Several days earlier, Tarek’s cousin Muhammad had been kidnapped and burned alive, his body dumped in a forest outside Jerusalem, which many suspect was a revenge attack for the three murdered Israeli teenagers whose bodies were found in the West Bank on Monday (Israeli news reported today that arrests had been made in Muhammad’s case). Demonstrations broke out during the funeral procession in Muhammad’s Shuafat neighborhood, during which Tarek was arrested by three masked Israeli policemen and beaten while in custody. The attack was caught on video. Israel’s Justice Ministry has opened an investigation into the incident.
Fifteen minutes after entering the courtroom, Tarek was lead out. His mother and father later told reporters that Tarek was released on NIS 3000 bail (about $880) and placed under house arrest for his remaining time in the country. A condition of the house arrest was that it must be served outside of Shuafat, where his family lives. He is currently charged with no crime.
Suha Abu Khdeir, Tarek’s mother, said that the family had received good support from the U.S. Consulate in Jerusalem. Asked whether the family had been contacted by either their member of Congress, Rep. Kathy Castor, or their Senators Marco Rubio and Bill Nelson, with words of support, she said they had not.
While this latest round of violence in Israel-Palestine began with the kidnapping and murder of three Israeli boys, Naftali Frankel, Eyal Yifrach and Gilad Shaar, after which roving gangs of Jewish Israelis attacked random Palestinians in revenge, it’s important to see it in the broader context of military occupation and the still-unresolved conflict between Jewish and Palestinian nationalism. Though there may be periods of calm, the occupation creates a situation in which the potential for violence is always just below the surface. “There is massive popular discontent in the West Bank, and I would say in Gaza, with the status quo. When that gets translated into mass mobilization is a different question,” Brookings Institution analyst Khaled Elgindy told me last year. “It’s not so much about the spark as it is the kindling.”
Israel’s own security professionals seem to understand this much better that their politicians do. In a recent private talk to businessmen in Israel, Mossad chief Tamir Pardo said that the irresolution of the Israeli-Palestinian conflict posed the biggest threat to Israel:
Pardo said, according to the source, that the major threat to Israel is the conflict with the Palestinians.
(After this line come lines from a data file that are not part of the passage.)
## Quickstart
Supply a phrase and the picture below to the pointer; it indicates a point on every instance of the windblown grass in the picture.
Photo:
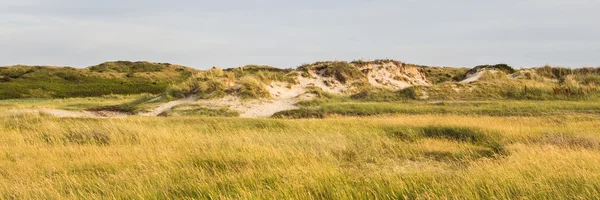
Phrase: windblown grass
(444, 157)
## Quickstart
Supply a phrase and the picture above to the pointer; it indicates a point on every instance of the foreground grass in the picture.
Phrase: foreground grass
(404, 156)
(327, 108)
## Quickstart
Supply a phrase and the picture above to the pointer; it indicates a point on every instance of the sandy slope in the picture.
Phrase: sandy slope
(169, 106)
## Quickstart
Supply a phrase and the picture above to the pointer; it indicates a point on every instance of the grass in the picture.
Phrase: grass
(425, 156)
(198, 110)
(105, 79)
(346, 107)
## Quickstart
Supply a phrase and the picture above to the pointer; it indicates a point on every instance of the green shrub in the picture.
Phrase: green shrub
(501, 67)
(129, 67)
(251, 88)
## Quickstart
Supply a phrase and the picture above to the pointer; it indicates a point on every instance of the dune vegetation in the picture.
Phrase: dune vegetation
(424, 156)
(329, 130)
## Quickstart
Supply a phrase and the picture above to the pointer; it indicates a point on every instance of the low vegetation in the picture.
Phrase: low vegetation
(402, 157)
(525, 134)
(105, 79)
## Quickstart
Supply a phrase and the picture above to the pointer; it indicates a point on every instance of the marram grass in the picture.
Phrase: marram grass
(393, 157)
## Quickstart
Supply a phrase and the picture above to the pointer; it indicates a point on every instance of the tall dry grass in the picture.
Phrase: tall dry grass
(445, 157)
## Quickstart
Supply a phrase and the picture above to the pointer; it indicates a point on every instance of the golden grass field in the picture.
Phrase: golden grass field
(425, 156)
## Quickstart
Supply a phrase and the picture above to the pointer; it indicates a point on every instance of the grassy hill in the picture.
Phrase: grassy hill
(121, 77)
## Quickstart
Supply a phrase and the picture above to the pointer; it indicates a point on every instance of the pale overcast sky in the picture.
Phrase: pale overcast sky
(285, 33)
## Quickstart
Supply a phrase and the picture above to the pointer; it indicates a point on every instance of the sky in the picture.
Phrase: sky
(286, 33)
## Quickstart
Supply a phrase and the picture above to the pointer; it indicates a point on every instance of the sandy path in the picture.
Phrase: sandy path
(169, 106)
(473, 77)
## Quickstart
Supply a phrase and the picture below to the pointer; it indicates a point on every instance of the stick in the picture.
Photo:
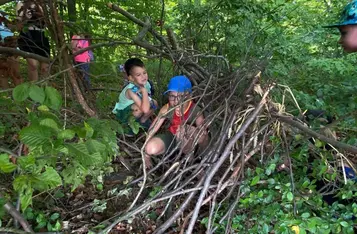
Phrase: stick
(337, 144)
(17, 216)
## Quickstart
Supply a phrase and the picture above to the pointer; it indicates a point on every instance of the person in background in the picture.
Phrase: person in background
(32, 38)
(82, 60)
(348, 27)
(185, 122)
(9, 64)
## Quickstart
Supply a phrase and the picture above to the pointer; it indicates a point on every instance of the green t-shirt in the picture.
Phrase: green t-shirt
(124, 102)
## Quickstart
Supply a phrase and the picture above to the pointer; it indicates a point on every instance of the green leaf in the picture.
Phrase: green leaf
(66, 134)
(290, 196)
(49, 123)
(344, 224)
(37, 94)
(255, 180)
(95, 146)
(54, 216)
(26, 162)
(35, 135)
(48, 180)
(43, 108)
(89, 130)
(53, 98)
(57, 226)
(5, 165)
(23, 185)
(21, 92)
(74, 175)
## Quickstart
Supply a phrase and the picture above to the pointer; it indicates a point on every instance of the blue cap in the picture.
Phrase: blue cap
(349, 15)
(179, 84)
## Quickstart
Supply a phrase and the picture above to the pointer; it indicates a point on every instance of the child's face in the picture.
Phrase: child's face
(175, 98)
(138, 75)
(348, 38)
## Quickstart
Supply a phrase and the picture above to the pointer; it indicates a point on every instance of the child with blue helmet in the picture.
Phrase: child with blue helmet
(185, 122)
(348, 27)
(135, 98)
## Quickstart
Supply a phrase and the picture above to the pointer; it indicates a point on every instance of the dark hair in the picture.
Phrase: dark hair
(131, 63)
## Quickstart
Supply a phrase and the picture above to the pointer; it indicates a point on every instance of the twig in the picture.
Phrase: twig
(17, 216)
(337, 144)
(222, 158)
(24, 54)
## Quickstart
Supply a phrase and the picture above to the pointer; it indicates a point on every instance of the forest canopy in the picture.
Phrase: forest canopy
(274, 86)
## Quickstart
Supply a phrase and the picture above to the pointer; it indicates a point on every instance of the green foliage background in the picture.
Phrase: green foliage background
(301, 53)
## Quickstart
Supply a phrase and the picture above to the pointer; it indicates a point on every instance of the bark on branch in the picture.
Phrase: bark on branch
(17, 216)
(12, 51)
(337, 144)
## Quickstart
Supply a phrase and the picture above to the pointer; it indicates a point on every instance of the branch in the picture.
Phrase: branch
(138, 22)
(337, 144)
(8, 50)
(222, 158)
(17, 216)
(3, 2)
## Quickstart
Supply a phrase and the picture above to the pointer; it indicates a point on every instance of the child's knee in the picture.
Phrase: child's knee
(137, 113)
(153, 147)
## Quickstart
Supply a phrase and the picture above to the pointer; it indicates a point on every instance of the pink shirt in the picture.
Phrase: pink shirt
(80, 44)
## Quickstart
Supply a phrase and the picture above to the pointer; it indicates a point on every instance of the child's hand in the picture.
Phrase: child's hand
(143, 89)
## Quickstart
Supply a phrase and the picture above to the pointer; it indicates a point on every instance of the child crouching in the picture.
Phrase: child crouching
(135, 98)
(185, 122)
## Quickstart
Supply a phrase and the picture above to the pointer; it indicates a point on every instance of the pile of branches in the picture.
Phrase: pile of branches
(241, 116)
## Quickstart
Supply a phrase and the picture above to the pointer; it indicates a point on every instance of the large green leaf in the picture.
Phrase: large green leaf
(23, 185)
(74, 175)
(21, 92)
(95, 146)
(37, 94)
(5, 165)
(81, 153)
(47, 180)
(35, 135)
(49, 123)
(53, 98)
(89, 130)
(66, 134)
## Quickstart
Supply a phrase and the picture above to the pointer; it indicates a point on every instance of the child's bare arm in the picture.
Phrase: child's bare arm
(158, 121)
(200, 120)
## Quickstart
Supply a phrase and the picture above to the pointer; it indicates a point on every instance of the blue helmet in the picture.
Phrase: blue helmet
(349, 15)
(179, 84)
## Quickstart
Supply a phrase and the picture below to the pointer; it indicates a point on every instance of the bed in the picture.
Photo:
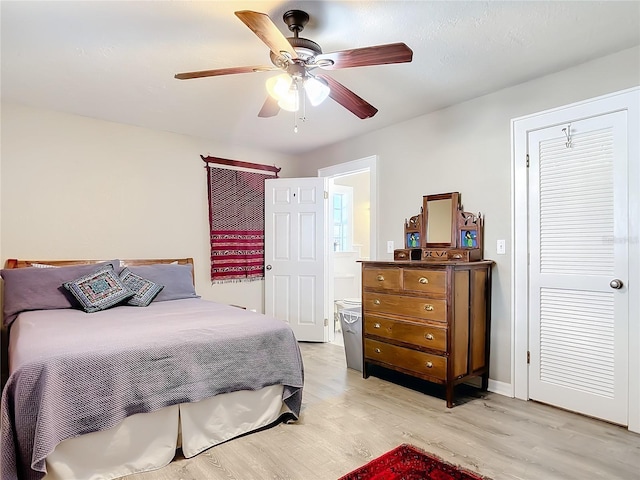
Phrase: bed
(133, 381)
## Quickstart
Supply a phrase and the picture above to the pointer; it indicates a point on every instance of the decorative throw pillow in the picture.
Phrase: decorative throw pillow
(99, 290)
(177, 280)
(145, 289)
(41, 288)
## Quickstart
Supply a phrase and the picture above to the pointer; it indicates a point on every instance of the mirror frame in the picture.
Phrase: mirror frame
(455, 207)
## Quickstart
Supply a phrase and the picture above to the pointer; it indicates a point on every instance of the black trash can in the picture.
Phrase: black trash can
(351, 324)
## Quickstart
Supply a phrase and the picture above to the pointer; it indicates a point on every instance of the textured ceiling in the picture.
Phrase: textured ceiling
(116, 60)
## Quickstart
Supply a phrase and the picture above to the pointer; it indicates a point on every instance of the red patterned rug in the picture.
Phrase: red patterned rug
(407, 462)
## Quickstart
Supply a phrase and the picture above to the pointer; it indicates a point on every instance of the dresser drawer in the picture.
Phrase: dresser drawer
(407, 359)
(420, 335)
(382, 278)
(427, 308)
(425, 281)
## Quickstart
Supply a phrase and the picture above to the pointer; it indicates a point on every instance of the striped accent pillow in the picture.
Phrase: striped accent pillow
(145, 289)
(99, 290)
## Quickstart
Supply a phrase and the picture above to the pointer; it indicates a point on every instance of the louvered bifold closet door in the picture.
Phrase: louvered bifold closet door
(578, 224)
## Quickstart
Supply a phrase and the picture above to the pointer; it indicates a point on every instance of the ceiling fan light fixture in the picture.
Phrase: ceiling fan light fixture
(316, 89)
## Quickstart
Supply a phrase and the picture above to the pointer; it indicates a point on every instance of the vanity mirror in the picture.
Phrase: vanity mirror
(442, 232)
(440, 212)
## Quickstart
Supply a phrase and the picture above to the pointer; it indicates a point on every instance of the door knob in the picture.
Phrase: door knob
(615, 283)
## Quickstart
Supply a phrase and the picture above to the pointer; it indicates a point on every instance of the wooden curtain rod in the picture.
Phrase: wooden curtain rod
(239, 163)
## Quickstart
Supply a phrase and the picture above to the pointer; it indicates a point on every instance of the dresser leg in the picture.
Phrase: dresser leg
(449, 393)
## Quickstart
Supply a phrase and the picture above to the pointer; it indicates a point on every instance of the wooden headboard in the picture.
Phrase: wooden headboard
(15, 263)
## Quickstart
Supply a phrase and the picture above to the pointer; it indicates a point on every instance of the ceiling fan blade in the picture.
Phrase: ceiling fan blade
(349, 100)
(265, 29)
(224, 71)
(270, 108)
(362, 57)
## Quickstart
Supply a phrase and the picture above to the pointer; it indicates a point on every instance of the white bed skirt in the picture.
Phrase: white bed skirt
(148, 441)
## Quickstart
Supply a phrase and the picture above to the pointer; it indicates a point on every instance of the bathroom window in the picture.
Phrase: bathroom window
(342, 218)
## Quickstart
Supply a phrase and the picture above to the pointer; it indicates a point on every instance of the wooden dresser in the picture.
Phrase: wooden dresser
(428, 319)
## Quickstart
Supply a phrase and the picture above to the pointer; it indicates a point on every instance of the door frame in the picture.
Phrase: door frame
(369, 164)
(625, 100)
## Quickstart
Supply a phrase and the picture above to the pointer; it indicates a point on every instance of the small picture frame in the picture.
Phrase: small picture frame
(412, 240)
(469, 238)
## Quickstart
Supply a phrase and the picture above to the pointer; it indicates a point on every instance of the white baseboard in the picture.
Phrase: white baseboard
(501, 388)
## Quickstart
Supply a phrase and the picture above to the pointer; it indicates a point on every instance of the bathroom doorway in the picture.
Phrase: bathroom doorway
(351, 232)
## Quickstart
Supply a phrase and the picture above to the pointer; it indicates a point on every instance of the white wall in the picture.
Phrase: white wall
(76, 187)
(467, 148)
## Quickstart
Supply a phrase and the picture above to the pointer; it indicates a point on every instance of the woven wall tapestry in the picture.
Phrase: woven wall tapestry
(236, 219)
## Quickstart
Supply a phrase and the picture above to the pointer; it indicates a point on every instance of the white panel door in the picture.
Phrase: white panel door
(295, 255)
(579, 266)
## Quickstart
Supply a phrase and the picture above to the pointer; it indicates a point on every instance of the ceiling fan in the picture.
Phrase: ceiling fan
(299, 58)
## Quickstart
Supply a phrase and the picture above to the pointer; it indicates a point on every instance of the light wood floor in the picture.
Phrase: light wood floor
(347, 421)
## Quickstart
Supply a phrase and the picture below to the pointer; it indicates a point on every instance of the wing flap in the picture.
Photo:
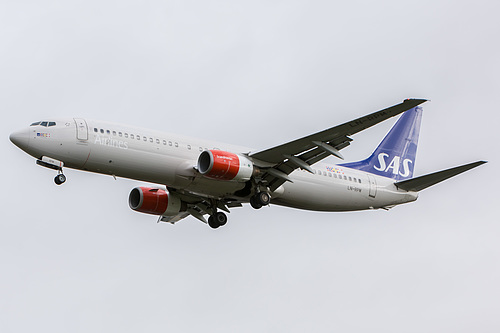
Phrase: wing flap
(423, 182)
(334, 136)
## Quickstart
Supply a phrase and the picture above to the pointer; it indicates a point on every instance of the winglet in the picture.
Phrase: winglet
(423, 182)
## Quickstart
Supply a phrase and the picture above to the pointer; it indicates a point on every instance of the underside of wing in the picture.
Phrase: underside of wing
(279, 161)
(423, 182)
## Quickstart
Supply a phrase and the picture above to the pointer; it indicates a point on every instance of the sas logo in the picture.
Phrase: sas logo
(394, 165)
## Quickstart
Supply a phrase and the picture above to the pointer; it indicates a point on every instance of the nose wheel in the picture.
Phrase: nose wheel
(217, 220)
(60, 179)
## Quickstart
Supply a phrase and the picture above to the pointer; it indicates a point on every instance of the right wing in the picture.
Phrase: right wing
(279, 161)
(423, 182)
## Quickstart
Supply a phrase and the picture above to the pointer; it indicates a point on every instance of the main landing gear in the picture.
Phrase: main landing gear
(218, 219)
(60, 179)
(260, 199)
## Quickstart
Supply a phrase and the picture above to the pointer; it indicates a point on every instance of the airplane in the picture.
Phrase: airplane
(198, 178)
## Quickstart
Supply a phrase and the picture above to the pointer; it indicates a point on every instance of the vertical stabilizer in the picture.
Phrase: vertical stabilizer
(395, 156)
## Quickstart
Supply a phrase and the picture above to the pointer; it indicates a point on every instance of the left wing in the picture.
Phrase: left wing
(279, 161)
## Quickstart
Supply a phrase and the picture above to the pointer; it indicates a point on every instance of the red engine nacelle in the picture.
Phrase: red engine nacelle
(154, 201)
(223, 165)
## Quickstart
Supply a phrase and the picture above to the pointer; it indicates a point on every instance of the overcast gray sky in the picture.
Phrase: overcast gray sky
(258, 73)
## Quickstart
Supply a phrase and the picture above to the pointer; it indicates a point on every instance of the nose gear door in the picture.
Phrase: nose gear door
(82, 132)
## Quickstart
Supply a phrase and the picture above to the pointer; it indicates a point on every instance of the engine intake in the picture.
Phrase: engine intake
(154, 201)
(223, 165)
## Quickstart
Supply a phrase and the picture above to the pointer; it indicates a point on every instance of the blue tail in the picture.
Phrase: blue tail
(395, 156)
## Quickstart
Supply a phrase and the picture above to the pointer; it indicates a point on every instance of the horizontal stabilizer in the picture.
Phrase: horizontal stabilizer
(423, 182)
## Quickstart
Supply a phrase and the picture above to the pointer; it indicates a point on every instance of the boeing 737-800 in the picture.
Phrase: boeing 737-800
(200, 178)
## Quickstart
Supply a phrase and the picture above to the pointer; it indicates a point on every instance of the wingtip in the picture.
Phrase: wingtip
(416, 100)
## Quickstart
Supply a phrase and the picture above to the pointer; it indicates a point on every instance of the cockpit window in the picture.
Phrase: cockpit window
(44, 123)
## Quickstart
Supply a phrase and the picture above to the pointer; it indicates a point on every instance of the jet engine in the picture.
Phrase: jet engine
(154, 201)
(223, 165)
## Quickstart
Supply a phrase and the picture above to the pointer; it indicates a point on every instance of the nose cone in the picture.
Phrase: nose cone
(21, 138)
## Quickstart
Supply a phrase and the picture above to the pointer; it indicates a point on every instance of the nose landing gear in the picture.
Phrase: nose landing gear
(217, 220)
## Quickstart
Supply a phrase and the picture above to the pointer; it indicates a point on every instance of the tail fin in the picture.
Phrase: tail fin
(395, 156)
(423, 182)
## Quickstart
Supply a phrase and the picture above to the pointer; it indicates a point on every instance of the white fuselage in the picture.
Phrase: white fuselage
(167, 159)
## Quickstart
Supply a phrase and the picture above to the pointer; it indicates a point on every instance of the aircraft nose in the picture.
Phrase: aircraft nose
(21, 138)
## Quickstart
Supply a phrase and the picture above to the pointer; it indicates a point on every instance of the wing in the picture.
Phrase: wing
(279, 161)
(423, 182)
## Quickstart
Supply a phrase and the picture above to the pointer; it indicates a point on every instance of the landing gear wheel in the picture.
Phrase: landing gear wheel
(263, 198)
(260, 199)
(212, 222)
(254, 203)
(60, 179)
(221, 218)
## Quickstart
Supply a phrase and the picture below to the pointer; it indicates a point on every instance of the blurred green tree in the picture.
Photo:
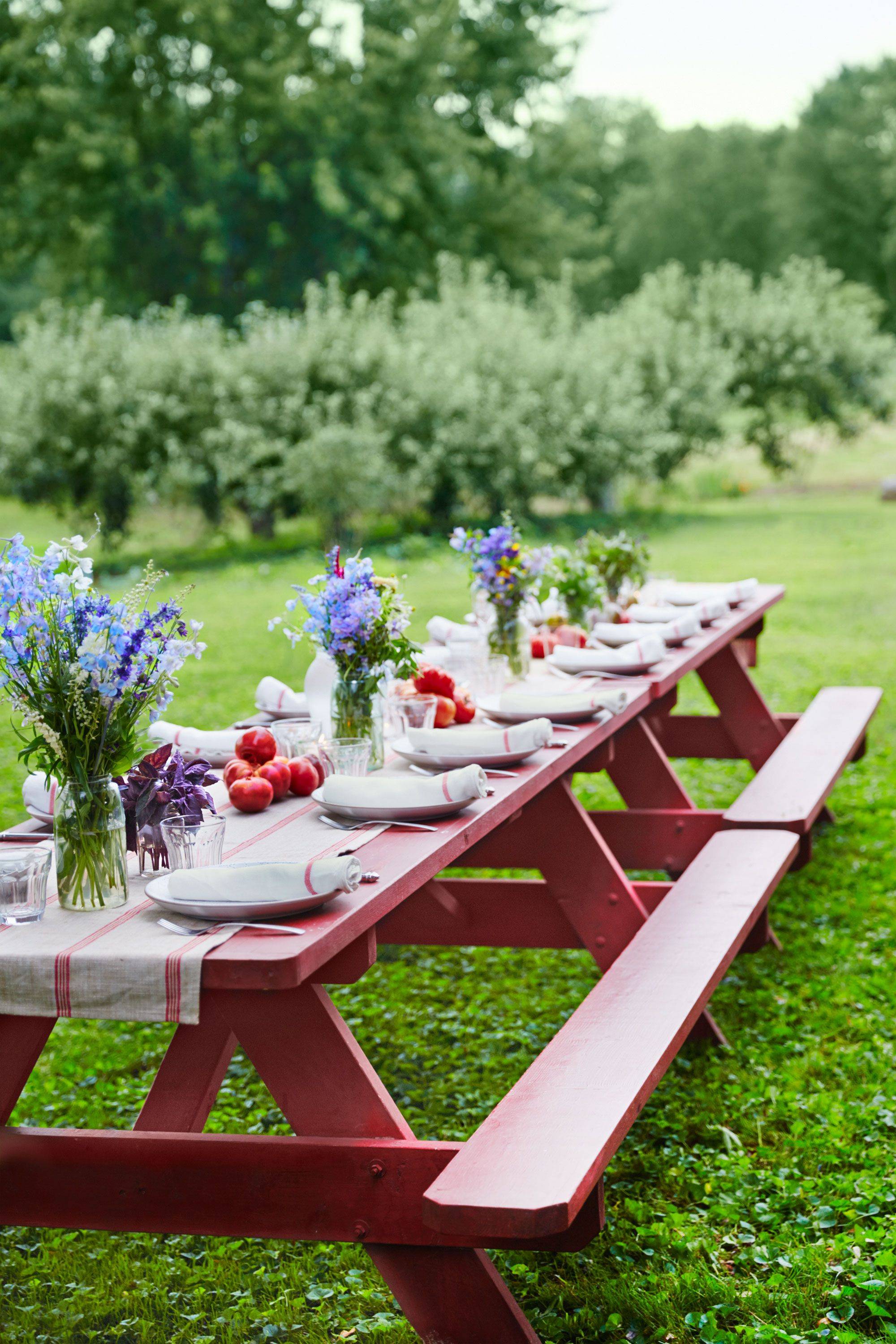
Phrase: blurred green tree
(836, 182)
(232, 150)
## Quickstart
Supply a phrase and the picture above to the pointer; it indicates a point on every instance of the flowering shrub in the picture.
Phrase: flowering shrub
(357, 617)
(80, 668)
(473, 398)
(500, 568)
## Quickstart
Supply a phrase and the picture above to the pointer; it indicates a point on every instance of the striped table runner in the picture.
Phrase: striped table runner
(120, 964)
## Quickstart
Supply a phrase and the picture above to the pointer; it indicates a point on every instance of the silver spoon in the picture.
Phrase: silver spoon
(488, 769)
(358, 826)
(230, 924)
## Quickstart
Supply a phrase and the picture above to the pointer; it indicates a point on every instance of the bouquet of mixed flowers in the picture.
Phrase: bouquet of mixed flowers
(359, 620)
(82, 671)
(505, 574)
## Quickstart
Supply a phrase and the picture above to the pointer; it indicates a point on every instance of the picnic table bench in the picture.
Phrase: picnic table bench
(531, 1176)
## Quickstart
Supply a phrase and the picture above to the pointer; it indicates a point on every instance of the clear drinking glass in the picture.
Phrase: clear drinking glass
(194, 846)
(345, 756)
(296, 737)
(416, 711)
(23, 883)
(492, 678)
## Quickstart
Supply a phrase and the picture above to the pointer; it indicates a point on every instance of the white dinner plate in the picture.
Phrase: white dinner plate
(418, 812)
(616, 670)
(233, 910)
(491, 706)
(457, 760)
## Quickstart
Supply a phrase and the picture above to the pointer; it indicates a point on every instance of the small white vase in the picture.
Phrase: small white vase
(319, 685)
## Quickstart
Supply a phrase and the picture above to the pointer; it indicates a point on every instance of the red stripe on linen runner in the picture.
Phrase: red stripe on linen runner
(271, 831)
(62, 967)
(172, 976)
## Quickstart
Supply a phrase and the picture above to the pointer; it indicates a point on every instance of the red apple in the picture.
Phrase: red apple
(257, 746)
(571, 635)
(304, 777)
(445, 711)
(252, 795)
(464, 706)
(237, 769)
(277, 775)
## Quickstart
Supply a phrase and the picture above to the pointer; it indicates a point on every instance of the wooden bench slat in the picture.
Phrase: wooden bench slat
(792, 788)
(530, 1167)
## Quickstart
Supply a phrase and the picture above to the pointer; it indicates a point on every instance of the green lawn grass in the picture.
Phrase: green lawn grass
(755, 1194)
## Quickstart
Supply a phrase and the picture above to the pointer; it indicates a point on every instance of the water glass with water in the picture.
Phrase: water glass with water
(194, 844)
(345, 756)
(23, 883)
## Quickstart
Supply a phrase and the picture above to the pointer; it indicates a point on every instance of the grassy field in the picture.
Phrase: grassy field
(755, 1195)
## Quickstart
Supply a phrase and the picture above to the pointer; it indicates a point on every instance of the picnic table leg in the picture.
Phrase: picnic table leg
(324, 1084)
(22, 1041)
(190, 1076)
(642, 773)
(749, 721)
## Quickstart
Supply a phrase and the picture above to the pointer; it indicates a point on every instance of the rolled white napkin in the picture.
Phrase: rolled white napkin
(685, 594)
(516, 737)
(681, 625)
(443, 631)
(39, 793)
(385, 791)
(276, 697)
(197, 742)
(711, 609)
(240, 882)
(645, 615)
(570, 702)
(646, 650)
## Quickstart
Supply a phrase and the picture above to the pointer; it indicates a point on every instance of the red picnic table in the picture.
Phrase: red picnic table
(531, 1175)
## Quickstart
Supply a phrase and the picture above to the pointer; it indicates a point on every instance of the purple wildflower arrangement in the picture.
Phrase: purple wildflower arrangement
(81, 670)
(163, 785)
(500, 568)
(355, 616)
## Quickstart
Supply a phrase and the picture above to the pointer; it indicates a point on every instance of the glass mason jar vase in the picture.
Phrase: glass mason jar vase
(509, 638)
(357, 711)
(89, 840)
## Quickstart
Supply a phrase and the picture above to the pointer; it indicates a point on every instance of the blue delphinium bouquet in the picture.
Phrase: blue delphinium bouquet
(505, 574)
(359, 620)
(357, 617)
(82, 672)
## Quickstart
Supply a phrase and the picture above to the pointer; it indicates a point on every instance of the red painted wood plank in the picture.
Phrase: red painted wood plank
(703, 736)
(405, 862)
(749, 721)
(641, 771)
(330, 1190)
(22, 1041)
(532, 1163)
(186, 1085)
(489, 913)
(648, 838)
(792, 788)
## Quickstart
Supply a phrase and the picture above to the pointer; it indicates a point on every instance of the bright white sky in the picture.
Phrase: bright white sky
(716, 61)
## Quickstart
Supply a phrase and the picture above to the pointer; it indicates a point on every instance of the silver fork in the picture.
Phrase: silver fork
(358, 826)
(230, 924)
(488, 769)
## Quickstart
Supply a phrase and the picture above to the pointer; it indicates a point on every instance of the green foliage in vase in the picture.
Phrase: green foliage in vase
(578, 581)
(618, 560)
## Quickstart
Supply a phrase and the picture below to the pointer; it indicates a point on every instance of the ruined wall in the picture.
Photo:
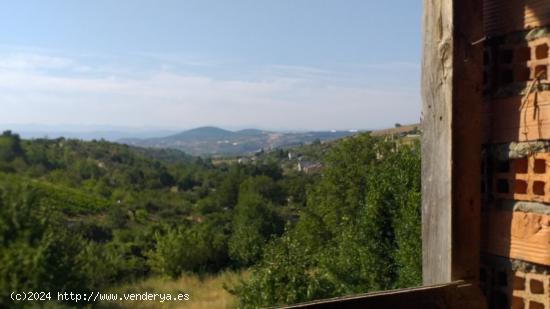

When some of the participants asked him to repeat what he said, he answered: “Yes, the biggest threat is the Palestinian issue.”
“[A]nyone who thinks the situation can tread water over the long run is making a mistake, and a big one,” former Shin Bet chief Yuval Diskin wrote recently. “What’s been happening in the last few days can get much worse — even if things calm down momentarily.”
Don’t be fooled for a moment, because the enormous internal pressure will still be there, the combustible fumes in the air won’t diminish and if we don’t learn to lessen them the situation will get much worse.
As the Obama administration steps back from Israeli-Palestinian negotiations in the wake of the collapse of the most recent round of talks in April, this current surge in violence should be seen as yet more evidence that the United States cannot simply feed the meter on this conflict. If left unresolved, it will continue to assert itself, unpredictably and tragically.